Plattlin’ in the wind
Warum nicht das Berliner WM-Programm einfach in München durchziehen? Ein Vorschlag für eine preisgünstige Kurzversion - komplett mit Lothar, MV und natürlich Bob Dylan. Von Christof Kneer
Zuletzt hieß es, André Heller würde nun doch keine Elemente seiner abgesagten Berliner WM-Gala in die Münchner Eröffnungszeremonie hinüberretten. Schade eigentlich. Mit ein bisschen Anstrengung wäre es kein Problem gewesen, aus Teilen des Superdupermegaevents eine 20-minütige, preisgünstige Kurzversion für München zu basteln, die den Rasen so schont, dass Deutschland anderthalb Stunden später gegen Costa Rica trotzdem 8:0 gewinnt.
Aber vielleicht überlegt es sich Heller ja noch mal – hier ein kleiner Vorschlag, der sich streng an den Originalelementen und -künstlern orientiert, die Heller für Berlin eingeplant hatte.
16.30 Uhr: Peter Gabriel kann aus Kostengründen nicht persönlich erscheinen, was aber kein Problem ist. Statt dessen wird sein Hit „Sledgehammer“ aufgelegt, wobei die LP nicht auf 33 Umdrehungen, sondern auf 45 abgespielt wird. Das spart Zeit, und mit den Zahlen ’33 und ’45 ist gleichzeitig auch die deutsche Vergangenheit abgedeckt.
16.33 Uhr: Die ursprünglich geplante Videoshow – deutsche Phänomene von Struwwelpeter über Heino bis zum verpackten Reichstag – muss leider auch entfallen. Anstelle von Struwwelpeter tritt der ebenso frisierte Rudi Völler auf, statt Heino kommt Gerhard Mayer-Vorfelder und singt Blau, blau, blau blüht der Enzian. Und statt des verpackten Reichstags erinnert eine Einblendung an die unverpackte Frankfurter WM-Arena, in die es hineinregnet.
16.36 Uhr: Mitten in die Regenbilder erscheint Bob Dylan auf dem Rasen und singt A hard rain’s gonna fall – für den Rasen ist Dylans Auftritt kein Problem, weil Dylan sich in etwa so wild bewegt wie der verpackte Reichstag.

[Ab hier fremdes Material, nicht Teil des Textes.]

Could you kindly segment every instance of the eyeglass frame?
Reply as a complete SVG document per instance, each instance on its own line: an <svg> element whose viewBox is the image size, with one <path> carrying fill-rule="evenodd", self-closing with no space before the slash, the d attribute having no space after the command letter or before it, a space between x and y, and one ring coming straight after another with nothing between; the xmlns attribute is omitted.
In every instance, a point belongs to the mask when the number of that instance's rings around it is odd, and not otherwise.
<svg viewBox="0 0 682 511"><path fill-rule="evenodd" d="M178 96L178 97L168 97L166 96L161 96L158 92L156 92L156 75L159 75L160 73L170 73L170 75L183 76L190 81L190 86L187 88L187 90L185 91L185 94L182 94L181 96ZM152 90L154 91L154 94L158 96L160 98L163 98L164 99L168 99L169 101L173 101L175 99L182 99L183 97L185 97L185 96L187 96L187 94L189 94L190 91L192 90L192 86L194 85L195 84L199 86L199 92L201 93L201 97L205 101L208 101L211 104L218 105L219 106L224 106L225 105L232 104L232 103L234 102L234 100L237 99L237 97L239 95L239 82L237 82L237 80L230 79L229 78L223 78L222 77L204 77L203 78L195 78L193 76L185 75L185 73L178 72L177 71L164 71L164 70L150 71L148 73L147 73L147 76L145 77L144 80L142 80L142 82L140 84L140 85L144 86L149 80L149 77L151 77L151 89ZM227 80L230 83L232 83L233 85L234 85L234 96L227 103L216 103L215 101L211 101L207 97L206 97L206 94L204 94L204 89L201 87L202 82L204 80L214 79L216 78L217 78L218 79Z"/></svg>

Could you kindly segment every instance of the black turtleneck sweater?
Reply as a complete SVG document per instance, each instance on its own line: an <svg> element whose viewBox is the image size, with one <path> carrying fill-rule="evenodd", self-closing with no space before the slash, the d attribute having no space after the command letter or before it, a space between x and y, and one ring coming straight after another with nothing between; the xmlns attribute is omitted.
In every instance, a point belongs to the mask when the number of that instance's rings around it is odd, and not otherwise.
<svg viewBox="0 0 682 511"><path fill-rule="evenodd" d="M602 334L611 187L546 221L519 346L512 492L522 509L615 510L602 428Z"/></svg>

16.38 Uhr: Der rasenschonende Dylan präsentiert ein Medley seiner brandaktuellen, kaum 40 Jahre alten Hits. Kurz vor Schluss kommen ein paar Schuhplattler aufs Spielfeld und singen mit ihm gemeinsam seinen größten Erfolg Plattlin’ in the wind.
16.40 Uhr: Um die Schuhplattlerschäden zu reparieren, tritt als Greenkeeper ein Loddarmaddäus auf und interviewt sich beim Stopfen der Löcher selbst.
16.45 Uhr: Statt des Brandenburger Tors wird der Viktualienmarkt auf den Rasen projiziert.
16.45 Uhr: Um den Gegner des Eröffnungsspiels zu ehren, betritt Jürgen Klinsmann das Feld und macht eine Powerpoint-Präsentation über das Geschäftsprinzip von Starbucks, die wo auch Costa-Rica-Kaffee verwenden.
16.46 Uhr: Entfallen muss Hellers Idee, wonach Friedensnobelpreisträger auftreten und Wasser aus ihrer Heimat mitbringen. Stattdessen kommt der friedliebende Uli Hoeneß und trägt eine Rostbratwurst quer über den Rasen.
16.47 Uhr: Ein Herr von der Stiftung Warentest erscheint, um einen Vortrag über die Bedeutung der Fluchtwege ins Stadioninnere zu halten. Aber keiner hört ihm zu. Nach Hoeneß’ Auftritt sind die Zuschauer bereits zu den umliegenden Imbissbuden geflohen.
16.48 Uhr: Um die Zuschauer zurückzuholen, tritt kurzfristig noch mal Rudi Völler auf. Er zwinkert freundlich und sagt, dass es keine Kleinen mehr gibt. Das Stadion ist wieder voll.
16.49 Uhr: Der Höhepunkt der Show naht, und er wird viel besser als in Berlin. Dort hätte sich ein unbemannter, fliegender Globus in einen Fußball verwandeln sollen, und aus seinem Inneren sollte dann der Weltpokal hervorleuchten. In München reicht Franz Beckenbauer. Der ist bemannt und strahlt als Stiftung-Warentest-geprüfte Lichtgestalt mehr als jeder andere.
16.50 Uhr: Die anspruchsvollste Nummer kommt am Ende: Klinsmann lässt wie mit Zauberhand ein Tor rotieren, und Oliver Kahn haut Jens Lehmann mit dem Sledgehammer eins auf den Struwwelpeter. Die Mannschaften kommen aufs Spielfeld.